Building in Il-Qawra, San Pawl il-Baħar

AX Odycy, formerly the Seashells Resort at Suncrest is a resort in the area of Qawra, in Saint Paul's Bay, Malta built in 1987 as the Suncrest Hotel by Angelo Xuereb, owner of AX Holdings. As of 2009, Joseph Vella has been acting as a general manager.

==Ownership and Management==
The resort has been owned and managed by AX Hotels, a subsidiary of AX Holdings, since 1987.

The Suncrest Hotel, as it was originally known, was managed by Sol Melia. The hotel was also known as Sol Suncrest.

In 2004, Sol Melia and AX Holdings mutually terminated their agreement.

In 2009, the hotel changed its name to Seashells Resort at Suncrest, and in then 2023, to AX Odycy.

==Renovations==
The hotel's main restaurant, the Coral Cove, was fully remodeled in 2014 at a cost of over €500,000, including a new kitchen. It was later renamed to the Deck & Keel restaurant.

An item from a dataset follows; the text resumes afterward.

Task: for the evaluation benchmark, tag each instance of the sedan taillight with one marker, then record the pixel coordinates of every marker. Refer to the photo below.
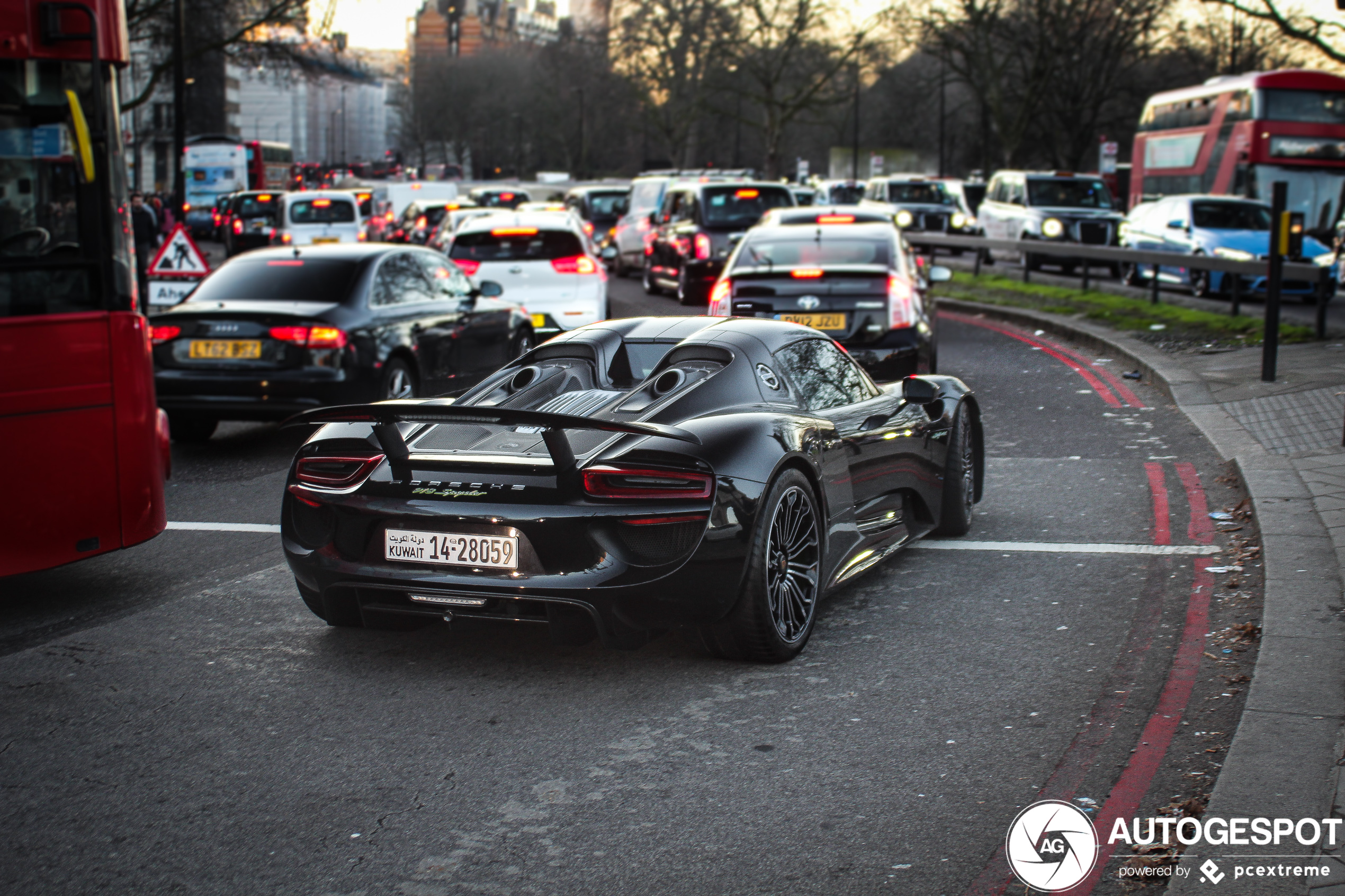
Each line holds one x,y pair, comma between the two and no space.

In 2015, a major renovation of all hotel rooms was undertaken at a cost of over €7 million. At the same time, the Cheeky Monkey Gastropub was opened and the Luzzu complex was annexed.

==Accommodation==
The hotel has 452 rooms. The hotel also retains timeshare units.

==Dining==
There are several restaurants attached or associated with the resort:
- The main buffet restaurant, the Deck & Keel, serves breakfast, lunch, and dinner in buffet style.
- The Cheeky Monkey Gastropub serves as a happy hour bar complemented with a pub grub menu.
- An Italian restaurant, Trattoria Riccardo and Italian/Mediterranean fusion at Luzzu.
- A fine-dining Mediterranean cuisine restaurant, Minoa, located on the hotel's top floor.

==Leisure==
The resort has two pool areas, one for families, one for adults only, and a wellness spa.

==Conference==
The hotel also houses a small conference center.